俺とおじいちゃんのやり取りを見て黙っていたアンナも話に入ってくる。
「あ、歩いてきた?このおじいちゃんが?。まだ生き残ってるオークも居るだろうし、それにとても老人が歩きで来れる距離でも時間でも無いでしょ!。」
「赤い娘さん。わしも普段ならきついと思うんじゃがの、あの穴を通ってから体が軽いんじゃわい。」
穴を通ってから?。低魔力化で長年を過ごした体がこの魔力濃度で変異したのか?。
………ま、まずい。………もしそうなら魔術化と呼ぶべき変異だっ!。
「お、おじいちゃん!。すぐに戻って、」
「にしてもでかい鳥じゃのお。しかも羽か?こりゃ。全く、日本じゃこんな鳥おらんから捨てられたペットが野生化したんじゃなぁ。」
だ、ダメだ。聞く耳を持ってくれない。
「仕方ない…。狩猟して良いかわ知らんが…これを野放しにも出来んじゃろ。責任を持てない物を飼うなど飼い主失格の奴じゃな。」
おじいちゃんはそう言って方に下げていた猟銃を構える。若くは無い…いや、年老いているにも関わらず、体全体に込められた力が猟銃の重量を全く感じさせないほど静止する。狙うは上空、アーバルムの使徒…現状ではこの武器では傷すらつかないだろう、付呪などされているはずもない。
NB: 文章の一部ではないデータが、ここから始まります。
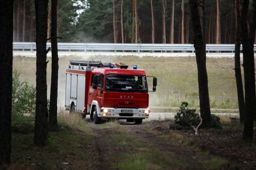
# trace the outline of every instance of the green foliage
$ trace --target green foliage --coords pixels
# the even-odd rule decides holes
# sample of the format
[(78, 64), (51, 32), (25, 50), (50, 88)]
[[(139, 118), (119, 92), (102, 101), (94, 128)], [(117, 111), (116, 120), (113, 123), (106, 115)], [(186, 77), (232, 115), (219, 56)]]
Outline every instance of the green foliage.
[(220, 118), (214, 114), (211, 114), (211, 127), (217, 129), (222, 129), (220, 123)]
[[(181, 130), (190, 129), (191, 126), (196, 126), (200, 122), (200, 116), (196, 113), (196, 109), (188, 107), (187, 102), (182, 102), (180, 109), (174, 116), (174, 122), (170, 125), (171, 129)], [(211, 127), (221, 129), (220, 118), (218, 116), (211, 114)]]
[(13, 119), (20, 119), (25, 114), (33, 116), (36, 108), (36, 88), (27, 81), (19, 80), (20, 74), (14, 70), (12, 83), (12, 110)]
[(172, 129), (190, 128), (191, 125), (196, 126), (200, 122), (200, 116), (196, 113), (196, 109), (188, 107), (187, 102), (182, 102), (180, 110), (174, 116), (174, 123), (170, 125)]

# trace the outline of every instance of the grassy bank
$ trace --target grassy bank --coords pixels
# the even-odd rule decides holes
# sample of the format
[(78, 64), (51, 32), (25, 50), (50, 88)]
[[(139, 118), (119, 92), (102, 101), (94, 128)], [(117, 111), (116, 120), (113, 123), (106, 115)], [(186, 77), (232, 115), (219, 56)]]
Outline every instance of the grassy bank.
[[(65, 68), (71, 59), (82, 59), (77, 56), (67, 56), (60, 58), (60, 79), (59, 102), (65, 101)], [(87, 59), (87, 58), (86, 58)], [(130, 66), (137, 64), (139, 69), (145, 69), (148, 75), (158, 78), (156, 92), (150, 92), (151, 106), (179, 107), (181, 102), (188, 101), (191, 107), (199, 108), (197, 70), (195, 57), (155, 57), (136, 56), (98, 56), (91, 60), (119, 63)], [(51, 58), (47, 66), (48, 92), (50, 92)], [(234, 60), (230, 58), (207, 58), (211, 107), (217, 108), (238, 108)], [(35, 84), (36, 58), (14, 58), (14, 67), (21, 73), (21, 80), (27, 80)], [(151, 79), (149, 84), (151, 83)], [(151, 86), (150, 86), (151, 87)]]

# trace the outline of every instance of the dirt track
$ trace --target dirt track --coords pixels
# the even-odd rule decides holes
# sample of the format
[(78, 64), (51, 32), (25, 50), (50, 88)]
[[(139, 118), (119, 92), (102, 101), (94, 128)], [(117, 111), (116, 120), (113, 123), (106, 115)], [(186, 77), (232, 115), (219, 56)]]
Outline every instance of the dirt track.
[[(142, 125), (118, 122), (95, 125), (89, 120), (86, 122), (97, 134), (90, 154), (95, 162), (90, 169), (93, 167), (95, 169), (130, 169), (134, 168), (129, 166), (130, 163), (133, 163), (127, 159), (132, 157), (136, 162), (141, 159), (137, 157), (138, 154), (145, 155), (150, 166), (145, 165), (135, 167), (137, 169), (208, 169), (205, 163), (212, 158), (195, 147), (183, 144), (177, 134), (166, 135), (169, 124), (166, 122), (154, 121)], [(163, 156), (164, 158), (161, 157)], [(222, 168), (229, 166), (228, 163), (224, 164)]]

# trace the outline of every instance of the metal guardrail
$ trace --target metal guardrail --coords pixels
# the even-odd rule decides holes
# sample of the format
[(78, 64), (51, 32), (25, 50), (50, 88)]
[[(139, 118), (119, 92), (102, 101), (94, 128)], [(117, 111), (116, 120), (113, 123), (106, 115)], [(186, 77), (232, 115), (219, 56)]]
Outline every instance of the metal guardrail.
[[(14, 42), (13, 50), (30, 51), (36, 50), (36, 42)], [(193, 44), (114, 44), (114, 43), (69, 43), (59, 42), (58, 48), (60, 52), (184, 52), (194, 53), (195, 48)], [(47, 42), (47, 48), (51, 47), (51, 43)], [(242, 47), (241, 47), (242, 50)], [(206, 44), (207, 53), (221, 52), (234, 53), (234, 44)], [(256, 51), (256, 45), (254, 45)]]

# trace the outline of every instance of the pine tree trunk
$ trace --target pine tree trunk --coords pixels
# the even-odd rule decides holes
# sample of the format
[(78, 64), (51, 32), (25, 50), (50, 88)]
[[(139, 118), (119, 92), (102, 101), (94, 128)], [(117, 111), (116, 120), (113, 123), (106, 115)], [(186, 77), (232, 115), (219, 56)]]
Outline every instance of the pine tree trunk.
[(30, 16), (30, 41), (34, 42), (34, 18)]
[(114, 35), (114, 43), (116, 43), (116, 14), (115, 9), (115, 0), (113, 0), (113, 35)]
[(256, 4), (253, 1), (253, 22), (249, 32), (247, 18), (249, 0), (243, 0), (241, 13), (241, 37), (243, 45), (243, 66), (244, 72), (245, 109), (243, 138), (252, 140), (253, 134), (253, 122), (255, 118), (256, 97), (255, 89), (255, 68), (253, 42), (256, 24)]
[(123, 8), (124, 0), (121, 1), (121, 36), (122, 36), (122, 43), (124, 43), (124, 21), (123, 21)]
[(11, 140), (13, 1), (0, 2), (0, 168), (10, 164)]
[(115, 29), (116, 29), (116, 42), (118, 42), (118, 29), (117, 29), (117, 15), (116, 13), (116, 16), (115, 16), (115, 21), (116, 21), (116, 24), (115, 24)]
[(181, 1), (181, 14), (180, 19), (180, 43), (184, 44), (184, 0)]
[(174, 0), (172, 0), (171, 5), (171, 21), (170, 26), (170, 43), (173, 44), (173, 28), (174, 26)]
[(205, 1), (202, 0), (202, 23), (203, 24), (203, 38), (204, 40), (204, 44), (206, 44), (206, 23), (205, 23)]
[(49, 128), (54, 131), (57, 128), (57, 98), (59, 57), (57, 41), (57, 0), (51, 0), (51, 40), (52, 46), (52, 75), (50, 98)]
[(227, 37), (228, 37), (228, 31), (227, 31), (227, 25), (228, 25), (228, 19), (227, 17), (226, 17), (226, 21), (225, 21), (225, 35), (224, 37), (224, 43), (227, 44)]
[(36, 27), (36, 102), (34, 143), (45, 144), (48, 131), (46, 39), (48, 1), (35, 0)]
[[(52, 13), (52, 8), (51, 6), (48, 7), (48, 16), (47, 17), (47, 39), (50, 38), (51, 36), (51, 15)], [(47, 42), (50, 42), (50, 40), (47, 41)]]
[(204, 40), (197, 0), (189, 0), (190, 16), (194, 36), (196, 63), (198, 70), (200, 114), (203, 118), (203, 126), (211, 126), (211, 110), (208, 90), (208, 78), (206, 64), (205, 43)]
[(235, 44), (235, 73), (236, 80), (237, 98), (239, 105), (240, 123), (244, 122), (244, 97), (242, 79), (241, 64), (240, 62), (240, 47), (241, 45), (241, 29), (240, 24), (240, 0), (235, 0), (236, 5), (236, 36)]
[(26, 32), (26, 0), (24, 0), (23, 7), (23, 30), (22, 30), (22, 42), (25, 41), (25, 32)]
[(186, 41), (185, 43), (188, 44), (189, 38), (189, 16), (187, 15), (186, 24)]
[(208, 40), (207, 40), (207, 43), (210, 44), (211, 43), (211, 35), (212, 33), (211, 32), (211, 23), (212, 23), (212, 7), (211, 7), (211, 11), (210, 12), (210, 19), (209, 19), (209, 27), (208, 29)]
[(17, 5), (17, 19), (16, 26), (16, 41), (20, 41), (20, 0), (18, 0)]
[(166, 43), (166, 24), (165, 24), (165, 18), (166, 18), (166, 2), (165, 0), (162, 0), (162, 21), (163, 21), (163, 32), (162, 32), (162, 37), (163, 37), (163, 44)]
[(153, 0), (150, 1), (151, 3), (151, 15), (152, 19), (152, 44), (155, 43), (155, 17), (154, 16)]
[(216, 44), (220, 44), (220, 0), (216, 0)]
[(134, 42), (134, 29), (135, 29), (135, 9), (134, 1), (132, 1), (132, 43)]
[(134, 1), (134, 16), (135, 16), (135, 43), (138, 43), (138, 28), (137, 15), (137, 0)]

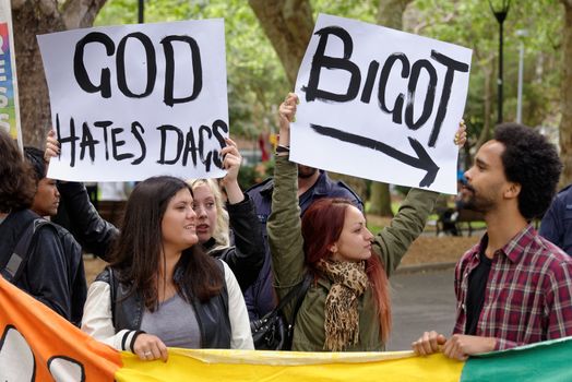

「おじいちゃん!そんな玩具じゃ効きませんよ!。お願いですから早く戻ってください!。」
賢者となってしまった俺を甘やかしてくれるのは…最早、長谷川夫妻しか居ない。おじいちゃんとおばあちゃんが揃っていて初めて俺の『異世界休暇』が完成するのだ。その為にも、こんな所で死なれる訳にはいかない。
「おじいちゃんっ!。」
しかし、その声は届かない。よく見ると耳栓を付けていたのだ。銃を構えた際に付けたのだろう。
「耳………塞いどれよ。悪くするけぇな。」
「おじいちゃ、、、」
カチンッ。トリガーがシワシワの指で引き切られる。
線が、……細い線が鴉型の眷属と銃口を結んだような気がした。それは気の所為から確信へと変わる事を許す間もなく、
『極太の極光』へと姿を変え、
そんな刹那の光景は俺の目を焼き、光によって視覚を塗り潰されたのと同時に鋭利な刃物で穴を開けられた様な痛みが耳に走る。
いや違う、これは音だ。両耳から入った高音の刃は侵入した直後に俺の聴覚を引き裂き、脳内を少しづつ威力を弱めながら反射して回る。
見えない…世界が白い。
聞こえない…耳を無音が引き裂いている。
分からない…最早世界が分からない。
しかし、消し飛んでしまった感覚も一時的なものであったようで少しづつ勢いを強めながら戻ってくる。
……………
まず視界が戻る。光が薄まっていき世界に色が戻る、…青だ、視界に青が拡がっている。…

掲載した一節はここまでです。